Does anyone remember Freakwater? The band consisting of two vocal geniuses, Janet Bean and Catherine Irwin whom drew comparisons to practically every great country duo there ever was? Well, Cut Yourself a Switch marks the return of Freakwater, though this time vicariously through the workings of Catherine Irwin and her whisky-cigarette infused harmonies. Cut Yourself a Switch has all the country record elements; bitchin', moanin', slapped faces, shallow graves, and those oh-so strange lyrics but what makes this record special is Catherine Irwin. The whole disc has only one drum track. For most of the record, Catherine is solo with a banjo and guitar, and some light bass courtesy of Freakwater bassist David Wayne Gay (not to mention the occasional fiddle and accordion here and there). The instrumentation on this album never even steps foot in the shadow of Irwin's powerful vocals.

Irwin's strongest attribute is perhaps her ability to switch tones with her voice. On "Hex," Irwin's sound comes off as fragile, light and thin, whereas on "Swan Dive," (which features the albums best line: "That was now, this is then / That was Bourbon, this is gin / that's how we know that spring has sprung?") she delivers a powerful, viscous anthem. Then there is "Power of my Love," and Elvis remake, that features Irwin laying down sexy, seducing vocals.

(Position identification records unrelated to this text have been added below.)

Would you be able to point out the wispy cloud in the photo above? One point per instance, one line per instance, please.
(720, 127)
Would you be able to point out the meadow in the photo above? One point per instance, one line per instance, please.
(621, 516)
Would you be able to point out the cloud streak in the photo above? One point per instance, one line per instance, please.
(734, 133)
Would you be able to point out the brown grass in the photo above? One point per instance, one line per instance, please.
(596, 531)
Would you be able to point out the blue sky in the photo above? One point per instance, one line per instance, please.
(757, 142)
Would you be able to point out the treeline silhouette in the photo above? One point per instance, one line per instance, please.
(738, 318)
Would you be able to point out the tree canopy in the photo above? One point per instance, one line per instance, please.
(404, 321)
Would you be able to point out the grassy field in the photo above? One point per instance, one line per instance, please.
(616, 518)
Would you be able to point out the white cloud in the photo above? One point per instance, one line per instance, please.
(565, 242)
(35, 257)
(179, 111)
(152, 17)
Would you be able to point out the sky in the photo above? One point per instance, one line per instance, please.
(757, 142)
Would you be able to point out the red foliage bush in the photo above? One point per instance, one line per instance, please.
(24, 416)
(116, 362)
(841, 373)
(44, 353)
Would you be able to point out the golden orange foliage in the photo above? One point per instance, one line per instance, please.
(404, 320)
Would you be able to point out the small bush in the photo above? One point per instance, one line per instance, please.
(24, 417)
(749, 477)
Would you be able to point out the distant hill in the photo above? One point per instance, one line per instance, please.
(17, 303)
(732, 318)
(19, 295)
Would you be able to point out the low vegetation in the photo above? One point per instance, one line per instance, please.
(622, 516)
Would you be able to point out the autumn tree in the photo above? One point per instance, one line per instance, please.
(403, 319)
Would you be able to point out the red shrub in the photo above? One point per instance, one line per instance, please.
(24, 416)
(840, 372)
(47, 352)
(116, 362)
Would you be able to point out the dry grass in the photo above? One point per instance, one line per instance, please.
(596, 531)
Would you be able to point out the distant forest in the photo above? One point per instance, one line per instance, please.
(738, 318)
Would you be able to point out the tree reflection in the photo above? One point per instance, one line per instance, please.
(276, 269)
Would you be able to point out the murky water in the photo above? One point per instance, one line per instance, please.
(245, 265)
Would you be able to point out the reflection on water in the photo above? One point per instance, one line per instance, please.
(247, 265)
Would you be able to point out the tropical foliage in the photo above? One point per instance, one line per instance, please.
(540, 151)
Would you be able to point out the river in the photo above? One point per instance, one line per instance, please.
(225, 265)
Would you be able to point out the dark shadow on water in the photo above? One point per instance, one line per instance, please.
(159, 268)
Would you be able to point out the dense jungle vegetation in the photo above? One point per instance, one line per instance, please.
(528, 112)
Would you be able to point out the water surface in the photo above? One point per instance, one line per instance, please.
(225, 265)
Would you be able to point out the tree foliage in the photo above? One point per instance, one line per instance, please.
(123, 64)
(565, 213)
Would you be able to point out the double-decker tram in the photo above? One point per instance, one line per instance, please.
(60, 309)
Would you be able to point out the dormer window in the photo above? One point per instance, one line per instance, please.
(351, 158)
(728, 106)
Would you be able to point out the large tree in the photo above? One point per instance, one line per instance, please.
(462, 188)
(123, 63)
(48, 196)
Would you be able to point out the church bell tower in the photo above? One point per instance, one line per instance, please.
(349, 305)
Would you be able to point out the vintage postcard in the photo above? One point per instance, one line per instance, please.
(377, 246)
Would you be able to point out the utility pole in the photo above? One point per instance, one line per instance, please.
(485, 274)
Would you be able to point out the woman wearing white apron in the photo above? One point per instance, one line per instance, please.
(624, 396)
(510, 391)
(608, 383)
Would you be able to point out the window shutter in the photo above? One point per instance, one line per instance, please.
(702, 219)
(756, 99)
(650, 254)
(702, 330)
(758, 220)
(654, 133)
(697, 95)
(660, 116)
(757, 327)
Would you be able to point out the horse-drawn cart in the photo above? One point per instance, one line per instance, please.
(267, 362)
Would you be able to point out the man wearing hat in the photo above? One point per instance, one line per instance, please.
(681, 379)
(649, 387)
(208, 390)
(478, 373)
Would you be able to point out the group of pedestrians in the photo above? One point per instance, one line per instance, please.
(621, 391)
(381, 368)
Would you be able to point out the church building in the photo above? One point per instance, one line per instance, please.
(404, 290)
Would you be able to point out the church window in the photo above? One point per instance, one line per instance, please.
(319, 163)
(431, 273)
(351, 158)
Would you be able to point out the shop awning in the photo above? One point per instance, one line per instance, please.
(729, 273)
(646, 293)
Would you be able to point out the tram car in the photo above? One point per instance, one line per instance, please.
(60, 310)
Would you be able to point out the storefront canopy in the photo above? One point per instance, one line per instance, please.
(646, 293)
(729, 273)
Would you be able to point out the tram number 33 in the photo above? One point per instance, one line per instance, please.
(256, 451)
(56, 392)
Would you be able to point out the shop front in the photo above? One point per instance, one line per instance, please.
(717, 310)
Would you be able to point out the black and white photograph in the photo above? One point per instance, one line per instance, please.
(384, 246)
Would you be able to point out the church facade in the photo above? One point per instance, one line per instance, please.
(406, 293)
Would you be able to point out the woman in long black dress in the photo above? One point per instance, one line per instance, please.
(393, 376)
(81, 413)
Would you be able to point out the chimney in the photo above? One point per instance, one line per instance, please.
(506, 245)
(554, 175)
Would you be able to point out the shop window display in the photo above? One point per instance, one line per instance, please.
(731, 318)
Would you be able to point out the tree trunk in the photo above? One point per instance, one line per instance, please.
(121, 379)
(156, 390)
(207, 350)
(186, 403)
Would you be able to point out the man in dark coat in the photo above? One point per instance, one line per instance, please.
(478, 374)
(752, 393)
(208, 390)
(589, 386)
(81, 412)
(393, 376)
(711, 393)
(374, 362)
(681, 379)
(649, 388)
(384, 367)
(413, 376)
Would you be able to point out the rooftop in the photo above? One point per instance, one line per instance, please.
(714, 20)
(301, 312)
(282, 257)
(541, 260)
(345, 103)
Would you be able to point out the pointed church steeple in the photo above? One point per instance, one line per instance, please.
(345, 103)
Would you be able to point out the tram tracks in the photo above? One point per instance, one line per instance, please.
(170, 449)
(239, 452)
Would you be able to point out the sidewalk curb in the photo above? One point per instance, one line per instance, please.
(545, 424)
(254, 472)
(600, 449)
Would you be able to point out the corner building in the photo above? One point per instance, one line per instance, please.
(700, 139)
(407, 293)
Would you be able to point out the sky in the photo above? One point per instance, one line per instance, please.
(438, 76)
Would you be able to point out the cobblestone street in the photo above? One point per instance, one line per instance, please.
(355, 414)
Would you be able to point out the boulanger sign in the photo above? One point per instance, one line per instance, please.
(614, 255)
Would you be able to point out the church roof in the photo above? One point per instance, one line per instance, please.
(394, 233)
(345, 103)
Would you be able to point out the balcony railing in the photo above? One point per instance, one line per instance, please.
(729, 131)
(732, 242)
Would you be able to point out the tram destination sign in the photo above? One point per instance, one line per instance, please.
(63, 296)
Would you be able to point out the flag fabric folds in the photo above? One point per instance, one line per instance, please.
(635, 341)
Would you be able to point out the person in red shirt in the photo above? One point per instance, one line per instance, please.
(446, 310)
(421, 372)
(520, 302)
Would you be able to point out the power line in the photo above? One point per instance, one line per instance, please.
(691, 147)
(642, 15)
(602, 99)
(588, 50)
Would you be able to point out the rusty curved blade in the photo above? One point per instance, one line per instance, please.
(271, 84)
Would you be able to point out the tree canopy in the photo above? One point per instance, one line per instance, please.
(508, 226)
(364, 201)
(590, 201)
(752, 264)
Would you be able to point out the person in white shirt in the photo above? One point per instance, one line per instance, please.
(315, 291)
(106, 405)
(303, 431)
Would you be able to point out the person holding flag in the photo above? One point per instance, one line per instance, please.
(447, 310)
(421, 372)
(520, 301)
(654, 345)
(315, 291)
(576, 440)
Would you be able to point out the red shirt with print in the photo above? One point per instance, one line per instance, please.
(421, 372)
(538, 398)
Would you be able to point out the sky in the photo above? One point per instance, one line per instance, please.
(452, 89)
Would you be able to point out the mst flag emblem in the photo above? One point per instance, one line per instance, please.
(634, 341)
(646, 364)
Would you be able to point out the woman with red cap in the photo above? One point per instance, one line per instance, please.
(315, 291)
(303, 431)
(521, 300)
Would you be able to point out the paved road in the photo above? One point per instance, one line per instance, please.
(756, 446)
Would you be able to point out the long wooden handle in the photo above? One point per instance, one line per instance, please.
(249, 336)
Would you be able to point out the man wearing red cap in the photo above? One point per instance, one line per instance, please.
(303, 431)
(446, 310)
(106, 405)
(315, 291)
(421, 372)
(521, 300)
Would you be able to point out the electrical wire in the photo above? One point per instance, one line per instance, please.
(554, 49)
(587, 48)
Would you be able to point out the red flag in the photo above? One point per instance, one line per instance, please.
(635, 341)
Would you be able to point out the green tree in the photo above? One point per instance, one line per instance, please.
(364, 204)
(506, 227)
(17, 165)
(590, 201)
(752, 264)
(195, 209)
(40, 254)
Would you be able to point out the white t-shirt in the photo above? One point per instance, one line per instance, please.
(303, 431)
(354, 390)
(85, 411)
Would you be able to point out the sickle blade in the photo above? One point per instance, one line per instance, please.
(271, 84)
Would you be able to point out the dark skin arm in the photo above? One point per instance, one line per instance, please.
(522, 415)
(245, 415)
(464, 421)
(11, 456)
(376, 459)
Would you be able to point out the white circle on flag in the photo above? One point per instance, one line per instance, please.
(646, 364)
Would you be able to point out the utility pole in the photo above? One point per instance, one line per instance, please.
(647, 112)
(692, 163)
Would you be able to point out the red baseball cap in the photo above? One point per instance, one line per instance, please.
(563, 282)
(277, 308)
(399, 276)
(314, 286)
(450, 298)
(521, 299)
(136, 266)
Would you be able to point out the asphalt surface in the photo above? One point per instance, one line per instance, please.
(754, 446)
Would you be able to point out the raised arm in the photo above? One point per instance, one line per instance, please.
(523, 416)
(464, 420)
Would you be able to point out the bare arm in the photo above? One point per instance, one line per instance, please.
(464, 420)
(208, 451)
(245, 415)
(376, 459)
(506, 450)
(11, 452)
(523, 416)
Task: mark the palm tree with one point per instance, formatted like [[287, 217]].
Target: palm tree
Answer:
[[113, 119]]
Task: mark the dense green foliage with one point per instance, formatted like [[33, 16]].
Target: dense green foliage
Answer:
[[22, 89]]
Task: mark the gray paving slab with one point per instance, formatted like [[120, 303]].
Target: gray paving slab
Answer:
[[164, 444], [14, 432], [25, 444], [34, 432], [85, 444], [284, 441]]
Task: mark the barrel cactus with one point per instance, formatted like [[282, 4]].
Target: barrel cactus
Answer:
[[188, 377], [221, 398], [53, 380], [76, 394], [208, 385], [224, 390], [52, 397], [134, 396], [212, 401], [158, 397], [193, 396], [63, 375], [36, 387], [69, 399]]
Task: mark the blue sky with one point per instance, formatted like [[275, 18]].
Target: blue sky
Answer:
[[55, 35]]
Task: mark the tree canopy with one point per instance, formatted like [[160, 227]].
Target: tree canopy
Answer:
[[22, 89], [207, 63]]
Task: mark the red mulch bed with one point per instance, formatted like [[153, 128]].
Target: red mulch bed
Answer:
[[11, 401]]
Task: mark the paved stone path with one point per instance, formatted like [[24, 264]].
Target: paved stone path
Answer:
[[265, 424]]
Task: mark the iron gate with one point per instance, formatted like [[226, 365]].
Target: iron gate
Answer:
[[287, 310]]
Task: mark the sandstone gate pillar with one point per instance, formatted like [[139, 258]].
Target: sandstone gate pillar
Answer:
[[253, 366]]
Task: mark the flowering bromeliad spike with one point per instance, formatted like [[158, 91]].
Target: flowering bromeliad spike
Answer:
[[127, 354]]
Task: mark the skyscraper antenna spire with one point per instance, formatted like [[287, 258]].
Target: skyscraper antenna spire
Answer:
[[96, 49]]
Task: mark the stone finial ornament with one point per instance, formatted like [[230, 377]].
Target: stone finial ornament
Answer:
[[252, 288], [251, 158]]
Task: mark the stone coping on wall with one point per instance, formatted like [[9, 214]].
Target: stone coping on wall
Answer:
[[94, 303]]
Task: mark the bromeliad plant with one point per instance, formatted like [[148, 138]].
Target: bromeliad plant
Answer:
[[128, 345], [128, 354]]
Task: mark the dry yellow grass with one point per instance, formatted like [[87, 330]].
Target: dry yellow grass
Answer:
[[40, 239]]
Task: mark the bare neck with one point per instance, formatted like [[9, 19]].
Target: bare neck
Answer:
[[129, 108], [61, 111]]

A particular track I enjoyed was "My Old Unlucky Home Far Away," though the lyricism on this track is highly questionable: "Lay the damn thing down / and you'll find your precious needle laying right there on the ground??" Deep? I think not.

"Don't We all Have the Right to be Wrong" is a stellar Roger Miller cover, and "The Only Hell My Momma Ever Raised" pays a great respect to Johnny Paycheck. The standout track has to be "You Belong to Me" which features Irwin bouncing around the track with a doo-wop guitar. The Carter Family's suicide poem "Will You Miss Me" is was also redone by Irwin on this album, and "Cry Our Little Eyes Out" is a powerful country tale of a young girls death with witty, and intense lyrics strengthened by the wisdom of Irwin's ageless tonsils; "That clear blue sky comes like a slap across my face, / I want to close my eyes 'til the dark clouds roll in?"

After hearing an album like this from an artists like Irwin, I still find it hard to believe she spent her early career dabbing around in punk music. A solid record from a talented lady.